Getting to the Heart of the Matter: Diane Ravitch

29 Mar

The fundamentals of good education are to be found in the classroom, the home, the community, and the culture, but reformers in our time continue to look for shortcuts and quick answers. Untethered to any genuine philosophy of education, our current reforms will disappoint us, as others have in the past (Ravitch, 2010, pg. 225).

These words come from Diane Ravitch’s most recent book, The Death and Life of the Great American School System. Is she just another political figure berating the state of education without offering any successive solutions?

The most durable way to improve schools is to improve curriculum and instruction and to improve the conditions in which teachers work and children learn, rather than endlessly squabbling over how school systems should be organized, managed, and controlled (pg. 225).

But wait… she wants to “improve” curriculum. Does this mean taking away teacher freedom in content choice and allowing business and government leaders to decide our curricular goals?

Congress and state legislatures should not tell teachers how to teach, any more than they should tell surgeons how to perform operations. Nor should the curriculum of the schools be the subject of a political negotiation among people who are neither knowledgeable about teaching nor well educated. Pedagogy – that is, how to teacher – is rightly the professional domain of individual teachers. Curriculum – that is, what to teach – should be determined by professional educators and scholars, after due public deliberation, acting with the authority vested in them by schools, districts, or states (pg. 226).

Ravitch goes on to state:

Our schools will not improve if we value only what tests measure… what is tested may ultimately be less important than what is untested, such as a student’s ability to seek alternative explanations, to raise questions, to pursue knowledge on his own, and to think differently (pg. 226).

Our schools will not improve if we continue to close neighborhood schools in the name of reform (pg. 227).

Our schools cannot improve if charter schools siphon away the most motivated students and their families in the poorest communities from the regular public schools (pg. 227).

Our schools will not improve if we expect them to act like private, profit-seeking enterprises. Schools are not businesses (pg. 229).

Schools cannot be improved if we ignore the disadvantages associated with poverty that affect children’s ability to learn (pg. 229).

As a person who questions the legitimacy of NCLB, opposes the Detroit Public School District closings, and is leery of the charter school movement and business advances into the public sphere, I am glad to hear Ravitch trumpeting my causes. As the prior Assistant Secretary of Education under Bush, Ravitch has room to talk; she helped devise the policies she now opposes, and is not afraid to say a phrase all too rarely spoken in politics – “I was wrong.”

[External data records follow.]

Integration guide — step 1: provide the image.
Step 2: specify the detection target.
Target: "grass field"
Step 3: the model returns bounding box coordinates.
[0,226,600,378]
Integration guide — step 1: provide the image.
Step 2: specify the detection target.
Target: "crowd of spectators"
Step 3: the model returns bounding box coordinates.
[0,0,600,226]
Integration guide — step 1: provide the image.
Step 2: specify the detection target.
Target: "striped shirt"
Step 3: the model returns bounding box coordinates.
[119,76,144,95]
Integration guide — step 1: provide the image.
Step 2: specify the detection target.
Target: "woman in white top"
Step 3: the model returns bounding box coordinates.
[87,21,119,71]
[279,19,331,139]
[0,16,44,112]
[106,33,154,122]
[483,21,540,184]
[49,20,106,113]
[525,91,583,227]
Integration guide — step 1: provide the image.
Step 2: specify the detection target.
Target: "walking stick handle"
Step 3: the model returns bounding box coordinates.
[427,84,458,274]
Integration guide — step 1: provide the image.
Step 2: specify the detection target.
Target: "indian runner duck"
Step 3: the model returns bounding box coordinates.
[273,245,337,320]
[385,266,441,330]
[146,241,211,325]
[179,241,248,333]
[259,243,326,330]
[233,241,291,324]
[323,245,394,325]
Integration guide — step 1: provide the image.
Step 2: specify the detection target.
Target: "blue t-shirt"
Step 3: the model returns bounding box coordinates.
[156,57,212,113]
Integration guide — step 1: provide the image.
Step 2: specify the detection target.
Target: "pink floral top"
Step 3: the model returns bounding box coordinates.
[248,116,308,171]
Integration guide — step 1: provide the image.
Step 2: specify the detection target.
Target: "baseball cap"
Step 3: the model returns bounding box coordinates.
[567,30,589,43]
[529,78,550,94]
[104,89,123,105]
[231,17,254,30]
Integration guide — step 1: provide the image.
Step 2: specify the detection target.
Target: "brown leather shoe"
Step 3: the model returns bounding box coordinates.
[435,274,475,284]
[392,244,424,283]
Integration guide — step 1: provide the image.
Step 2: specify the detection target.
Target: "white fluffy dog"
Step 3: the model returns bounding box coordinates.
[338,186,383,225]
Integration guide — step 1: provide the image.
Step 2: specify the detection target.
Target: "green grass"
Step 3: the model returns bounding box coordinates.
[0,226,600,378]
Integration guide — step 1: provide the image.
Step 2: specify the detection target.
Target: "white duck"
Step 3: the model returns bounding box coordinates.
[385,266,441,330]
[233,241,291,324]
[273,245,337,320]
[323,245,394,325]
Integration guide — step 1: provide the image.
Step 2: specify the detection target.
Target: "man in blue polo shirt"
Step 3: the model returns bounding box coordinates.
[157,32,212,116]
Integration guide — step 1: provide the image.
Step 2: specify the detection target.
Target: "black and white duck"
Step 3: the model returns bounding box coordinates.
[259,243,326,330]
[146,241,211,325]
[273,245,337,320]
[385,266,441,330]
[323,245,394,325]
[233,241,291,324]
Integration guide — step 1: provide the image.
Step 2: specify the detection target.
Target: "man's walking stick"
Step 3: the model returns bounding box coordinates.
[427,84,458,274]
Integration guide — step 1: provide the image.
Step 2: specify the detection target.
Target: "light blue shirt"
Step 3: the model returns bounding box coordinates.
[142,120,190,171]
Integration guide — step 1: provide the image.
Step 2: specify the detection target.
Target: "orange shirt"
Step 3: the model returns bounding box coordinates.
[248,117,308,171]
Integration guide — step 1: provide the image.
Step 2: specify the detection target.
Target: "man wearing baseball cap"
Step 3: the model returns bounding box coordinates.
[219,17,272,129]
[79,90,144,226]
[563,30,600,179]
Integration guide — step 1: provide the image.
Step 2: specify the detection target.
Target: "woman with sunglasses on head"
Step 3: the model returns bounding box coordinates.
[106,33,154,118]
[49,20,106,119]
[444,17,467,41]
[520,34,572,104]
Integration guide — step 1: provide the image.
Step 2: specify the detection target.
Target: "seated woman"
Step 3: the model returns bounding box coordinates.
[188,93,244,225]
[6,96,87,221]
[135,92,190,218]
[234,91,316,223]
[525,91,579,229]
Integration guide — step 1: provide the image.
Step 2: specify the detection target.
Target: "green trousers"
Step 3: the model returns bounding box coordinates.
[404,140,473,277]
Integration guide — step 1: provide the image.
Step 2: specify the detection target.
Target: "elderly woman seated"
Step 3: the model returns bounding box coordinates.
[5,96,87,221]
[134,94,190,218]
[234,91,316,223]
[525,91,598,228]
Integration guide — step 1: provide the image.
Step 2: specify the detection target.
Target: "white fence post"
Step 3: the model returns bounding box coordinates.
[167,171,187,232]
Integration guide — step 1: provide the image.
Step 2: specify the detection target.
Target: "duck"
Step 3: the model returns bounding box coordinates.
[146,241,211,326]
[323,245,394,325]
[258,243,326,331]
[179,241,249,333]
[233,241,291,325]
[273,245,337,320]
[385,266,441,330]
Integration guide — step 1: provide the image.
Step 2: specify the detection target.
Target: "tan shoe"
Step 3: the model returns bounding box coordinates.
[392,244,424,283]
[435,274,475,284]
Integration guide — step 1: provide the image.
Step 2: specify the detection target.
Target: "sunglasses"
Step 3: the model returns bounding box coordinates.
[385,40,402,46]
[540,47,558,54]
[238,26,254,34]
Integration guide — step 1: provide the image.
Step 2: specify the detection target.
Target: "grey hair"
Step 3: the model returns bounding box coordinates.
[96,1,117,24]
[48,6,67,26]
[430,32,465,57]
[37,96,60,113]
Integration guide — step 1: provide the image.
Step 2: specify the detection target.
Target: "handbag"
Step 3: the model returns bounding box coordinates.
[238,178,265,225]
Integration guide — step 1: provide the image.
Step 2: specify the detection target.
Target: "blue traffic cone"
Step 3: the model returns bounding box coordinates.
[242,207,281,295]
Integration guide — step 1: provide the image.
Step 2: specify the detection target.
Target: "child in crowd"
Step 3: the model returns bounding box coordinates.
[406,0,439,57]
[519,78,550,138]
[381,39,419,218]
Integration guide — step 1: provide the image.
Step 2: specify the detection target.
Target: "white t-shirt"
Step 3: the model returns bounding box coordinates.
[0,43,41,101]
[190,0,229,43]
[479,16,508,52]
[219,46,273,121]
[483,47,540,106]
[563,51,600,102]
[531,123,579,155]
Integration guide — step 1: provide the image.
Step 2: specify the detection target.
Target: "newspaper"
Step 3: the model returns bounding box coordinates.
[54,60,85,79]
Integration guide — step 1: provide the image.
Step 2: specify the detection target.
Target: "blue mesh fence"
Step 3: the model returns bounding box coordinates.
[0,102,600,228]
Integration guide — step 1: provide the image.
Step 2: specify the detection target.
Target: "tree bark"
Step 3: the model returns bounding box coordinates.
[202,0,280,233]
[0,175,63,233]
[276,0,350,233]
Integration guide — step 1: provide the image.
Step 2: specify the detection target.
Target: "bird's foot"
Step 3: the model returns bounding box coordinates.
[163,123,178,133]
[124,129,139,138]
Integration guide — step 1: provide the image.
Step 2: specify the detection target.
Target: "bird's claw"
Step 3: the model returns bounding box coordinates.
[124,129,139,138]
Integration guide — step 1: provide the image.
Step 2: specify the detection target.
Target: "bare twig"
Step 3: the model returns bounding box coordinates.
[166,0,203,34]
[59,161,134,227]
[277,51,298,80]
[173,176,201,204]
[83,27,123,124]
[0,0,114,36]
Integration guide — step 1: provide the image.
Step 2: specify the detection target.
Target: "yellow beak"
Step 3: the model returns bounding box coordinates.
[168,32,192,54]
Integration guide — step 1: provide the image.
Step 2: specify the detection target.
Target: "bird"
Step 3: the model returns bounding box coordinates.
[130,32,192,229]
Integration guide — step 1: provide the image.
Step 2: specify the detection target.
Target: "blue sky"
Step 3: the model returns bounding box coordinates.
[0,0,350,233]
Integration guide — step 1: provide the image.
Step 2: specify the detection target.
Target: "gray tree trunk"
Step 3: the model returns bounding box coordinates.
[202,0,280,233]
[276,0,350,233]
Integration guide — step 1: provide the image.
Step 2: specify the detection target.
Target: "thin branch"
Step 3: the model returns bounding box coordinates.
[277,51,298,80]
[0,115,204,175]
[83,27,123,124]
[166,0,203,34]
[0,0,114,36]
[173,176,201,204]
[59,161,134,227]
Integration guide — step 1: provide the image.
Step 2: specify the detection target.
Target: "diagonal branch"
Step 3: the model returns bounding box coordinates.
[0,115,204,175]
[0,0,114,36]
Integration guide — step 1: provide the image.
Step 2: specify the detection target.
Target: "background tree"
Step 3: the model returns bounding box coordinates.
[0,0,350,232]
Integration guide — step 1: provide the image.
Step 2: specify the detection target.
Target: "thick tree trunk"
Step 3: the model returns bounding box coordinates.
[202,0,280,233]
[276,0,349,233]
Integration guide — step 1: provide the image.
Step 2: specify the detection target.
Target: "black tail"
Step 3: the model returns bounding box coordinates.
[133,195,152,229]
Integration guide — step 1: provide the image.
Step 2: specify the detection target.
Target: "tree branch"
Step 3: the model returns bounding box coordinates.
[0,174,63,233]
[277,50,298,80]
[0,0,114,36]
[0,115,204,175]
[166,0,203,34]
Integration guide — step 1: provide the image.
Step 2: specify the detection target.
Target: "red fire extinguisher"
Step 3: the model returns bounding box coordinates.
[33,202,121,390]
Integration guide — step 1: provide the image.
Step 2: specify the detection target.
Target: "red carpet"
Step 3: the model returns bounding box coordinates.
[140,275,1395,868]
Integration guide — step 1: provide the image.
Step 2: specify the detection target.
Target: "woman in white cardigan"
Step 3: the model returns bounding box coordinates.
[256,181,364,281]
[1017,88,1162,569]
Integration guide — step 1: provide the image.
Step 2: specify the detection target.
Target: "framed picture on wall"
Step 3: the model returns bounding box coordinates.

Yet while I have much praise and admiration for this outspoken voice in education, Diane Ravitch and I disagree on one important point: she supports a national curriculum. However, unlike the boorish uncompromising voices of bipartisan politics, Ravitch proposes a unique solution: let’s work with the opposition.

We can now see, with the passage of years, that it is possible to forge a consensus in every contested subject-matter terrain if the various factions accept the necessity of working together and the futility of trying to impose their views on everyone else” (pg. 232).

And this is the heart of the matter: compromise. We cannot always get what we want – while Diane Ravitch might with gusto support the “need” for a national curriculum, I will stand on the opposite side of the field and wave my banner with equal strength. However, it is not until we are able to meet in the middle of the field that we will champion any changes for that which we believe in most – reform in education to benefit all children equally. If positive, comprehensive reform means that I will have to allow a few of my political agendas to fall in ranks, then so be it; if the sacrifice is equal and is reaching toward a common goal, idealistic or failing doctrines must be set aside.

This March, National Women’s History month, I salute you, Diane Ravitch. Keep fighting the good fight!

See Ravitch’s Website!

Ravitch, D. (2010). The death and life of the great American school system: How testing and choice are undermining education. New York, NY: Basic Books.

*Also, a shout-out to my mom: thanks for engaging in the educational literature of someone whom I much admire; your support means everything – I love you!